La revolución es el mito predilecto de la izquierda. Es la lucha idílica de un pueblo contra la tiranía. Es la ilusión que “todo es posible” cuando el pueblo, “cansado de tantos abusos”, se alza en armas y destruye la cárcel como símbolo de la opresión. Piensa que todo se puede solucionar cuando ese grupo revolucionario se quede con el poder. Todo esto muy bonito y… muy falso.
Se creía que las revoluciones las hacían las clases sociales, la burguesía contra la aristocracia (la revolución francesa) o el proletariado contra la burguesía (la revolución bolchevique). Es una interpretación equivocada. Las clases sociales no son actores políticos. Las revoluciones las hacen activistas políticos dirigidos por intelectuales, que no han trabajado nunca, y piensan que, ellos si, ellos crearán el hombre nuevo que traerá el paraíso a la tierra.
El mito de la revolución se debe a la existencia de una fe en el progreso, en que todo puede cambiar a mejor, que se puede superar la miseria y la opresión y que habrá riqueza y bienestar, una redención colectiva y, para crear ese hombre nuevo es preciso derribar todo lo existente, todo lo establecido. Esta imagen viene de Revolución francesa, considerada la madre de todas las revoluciones.Sin embargo, la Revolución francesa fracasó. La cumbre de la misma, la Declaración de los Derechos del hombre y del Ciudadano, además de ser solamente una declaración de intenciones, era una copia de la Declaración de Independencia de las 13 Colonias americanas, si bien tampoco fueron los americanos los primeros en hablar de estas cosas. Ese honor se lo debemos a Locke del siglo XVII, y sobre todo, a un profesor de la Universidad de Salamanca del siglo XVI Francisco de Vitoria. Con él empezó el «derecho de gentes», luego llamado «derecho internacional».
A pesar del fracaso, se impuso la idea, sobre todo en los sectores de la izquierda, que la revolución es necesaria para cambiar el mundo, que el terror es consustancial con la revolución, que todas las revoluciones precisan implantar el terror y que uno es tanto más revolucionario cuanto más partidario es del terror. El mundo sigue sintiendo cierta fascinación, no se sabe si por Robespierre o por el terror que implantó para conseguir sus fines.
Esta idea fue compartida sobre todo por la intelectualidad progresista de izquierda.

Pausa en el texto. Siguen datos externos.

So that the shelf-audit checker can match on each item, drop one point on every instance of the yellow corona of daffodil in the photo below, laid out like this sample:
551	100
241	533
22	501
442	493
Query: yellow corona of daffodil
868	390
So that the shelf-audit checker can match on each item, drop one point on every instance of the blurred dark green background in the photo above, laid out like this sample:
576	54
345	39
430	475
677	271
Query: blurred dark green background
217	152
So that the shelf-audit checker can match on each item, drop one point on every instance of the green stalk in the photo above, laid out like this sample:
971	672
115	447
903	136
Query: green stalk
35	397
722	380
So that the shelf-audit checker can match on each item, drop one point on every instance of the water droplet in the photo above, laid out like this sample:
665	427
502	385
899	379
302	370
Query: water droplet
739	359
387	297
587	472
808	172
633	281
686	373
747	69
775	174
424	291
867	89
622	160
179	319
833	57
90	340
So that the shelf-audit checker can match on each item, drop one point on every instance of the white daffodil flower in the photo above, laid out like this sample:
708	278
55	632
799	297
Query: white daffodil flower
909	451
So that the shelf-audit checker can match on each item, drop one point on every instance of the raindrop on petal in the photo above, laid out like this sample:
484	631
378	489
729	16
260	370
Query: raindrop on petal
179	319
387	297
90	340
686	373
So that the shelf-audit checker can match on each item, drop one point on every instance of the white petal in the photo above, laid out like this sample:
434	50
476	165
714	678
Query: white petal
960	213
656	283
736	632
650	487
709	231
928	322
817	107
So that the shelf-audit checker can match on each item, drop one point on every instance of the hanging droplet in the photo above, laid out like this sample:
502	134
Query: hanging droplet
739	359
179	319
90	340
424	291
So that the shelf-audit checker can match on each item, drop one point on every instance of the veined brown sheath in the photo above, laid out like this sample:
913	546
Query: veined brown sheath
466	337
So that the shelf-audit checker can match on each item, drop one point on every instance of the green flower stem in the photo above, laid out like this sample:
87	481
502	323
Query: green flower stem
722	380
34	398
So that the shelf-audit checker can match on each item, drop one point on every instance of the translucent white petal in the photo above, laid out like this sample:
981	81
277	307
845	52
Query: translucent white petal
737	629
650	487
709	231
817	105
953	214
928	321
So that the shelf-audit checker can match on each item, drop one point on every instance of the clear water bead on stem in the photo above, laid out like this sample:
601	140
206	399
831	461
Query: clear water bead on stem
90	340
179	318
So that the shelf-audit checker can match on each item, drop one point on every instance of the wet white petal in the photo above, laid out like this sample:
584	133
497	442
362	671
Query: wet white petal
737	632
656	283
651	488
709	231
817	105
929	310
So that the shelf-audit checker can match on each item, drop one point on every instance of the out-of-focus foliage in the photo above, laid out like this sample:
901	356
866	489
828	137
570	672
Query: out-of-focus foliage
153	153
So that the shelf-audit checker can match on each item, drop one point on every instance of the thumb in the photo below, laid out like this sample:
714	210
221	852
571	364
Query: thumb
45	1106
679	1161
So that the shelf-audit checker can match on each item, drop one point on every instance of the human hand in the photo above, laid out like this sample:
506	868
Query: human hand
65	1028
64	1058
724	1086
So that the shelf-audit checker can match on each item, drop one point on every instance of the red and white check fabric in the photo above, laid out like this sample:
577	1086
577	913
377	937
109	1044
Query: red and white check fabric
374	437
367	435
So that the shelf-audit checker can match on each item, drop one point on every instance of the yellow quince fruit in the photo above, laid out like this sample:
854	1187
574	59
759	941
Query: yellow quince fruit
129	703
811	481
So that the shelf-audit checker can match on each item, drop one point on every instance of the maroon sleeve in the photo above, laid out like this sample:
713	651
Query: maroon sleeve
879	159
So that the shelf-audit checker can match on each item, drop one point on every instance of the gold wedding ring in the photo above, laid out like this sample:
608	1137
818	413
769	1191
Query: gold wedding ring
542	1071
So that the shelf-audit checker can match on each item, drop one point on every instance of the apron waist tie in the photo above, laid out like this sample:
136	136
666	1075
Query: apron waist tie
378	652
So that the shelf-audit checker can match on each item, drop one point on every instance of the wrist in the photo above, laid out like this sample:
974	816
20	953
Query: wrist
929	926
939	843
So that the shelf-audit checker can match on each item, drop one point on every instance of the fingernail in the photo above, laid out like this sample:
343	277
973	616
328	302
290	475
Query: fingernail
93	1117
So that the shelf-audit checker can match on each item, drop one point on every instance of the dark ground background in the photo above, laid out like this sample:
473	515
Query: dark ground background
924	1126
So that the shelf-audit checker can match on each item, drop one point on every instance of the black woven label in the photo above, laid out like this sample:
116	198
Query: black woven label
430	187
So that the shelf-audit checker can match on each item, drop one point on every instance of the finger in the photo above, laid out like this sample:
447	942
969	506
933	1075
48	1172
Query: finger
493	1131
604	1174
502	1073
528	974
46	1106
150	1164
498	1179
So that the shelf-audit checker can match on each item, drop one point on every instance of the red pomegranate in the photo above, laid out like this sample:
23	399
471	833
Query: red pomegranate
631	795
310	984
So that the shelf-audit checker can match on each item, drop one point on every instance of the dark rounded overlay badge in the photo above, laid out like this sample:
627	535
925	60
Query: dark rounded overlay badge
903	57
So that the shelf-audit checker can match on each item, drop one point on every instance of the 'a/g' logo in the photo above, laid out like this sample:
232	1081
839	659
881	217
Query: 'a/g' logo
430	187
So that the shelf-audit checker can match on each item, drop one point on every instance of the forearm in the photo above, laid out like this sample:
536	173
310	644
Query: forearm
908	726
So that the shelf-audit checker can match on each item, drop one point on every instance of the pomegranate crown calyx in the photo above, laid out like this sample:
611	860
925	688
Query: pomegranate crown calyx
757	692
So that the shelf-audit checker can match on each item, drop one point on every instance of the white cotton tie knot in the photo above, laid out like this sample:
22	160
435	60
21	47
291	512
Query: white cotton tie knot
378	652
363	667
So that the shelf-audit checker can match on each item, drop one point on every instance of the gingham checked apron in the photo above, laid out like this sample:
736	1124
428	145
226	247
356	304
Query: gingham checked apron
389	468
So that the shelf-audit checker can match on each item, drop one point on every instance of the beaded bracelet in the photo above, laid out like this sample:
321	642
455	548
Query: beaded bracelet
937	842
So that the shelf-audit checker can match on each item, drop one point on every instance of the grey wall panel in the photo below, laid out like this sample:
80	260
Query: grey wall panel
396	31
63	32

Sartre, a finales de los 50, todavía defendía a Stalin a pesar de las barbaridades que cometió.
También ha quedado el convencimiento que la izquierda tiene el derecho a trasladar sus problemas a la calle, a usar la violencia, a romper escaparates, quemar contenedores y, dando un paso más, poner bombas o pegar tiros en la nuca por los derechos del “pueblo”, no se sabe muy bien de qué pueblo.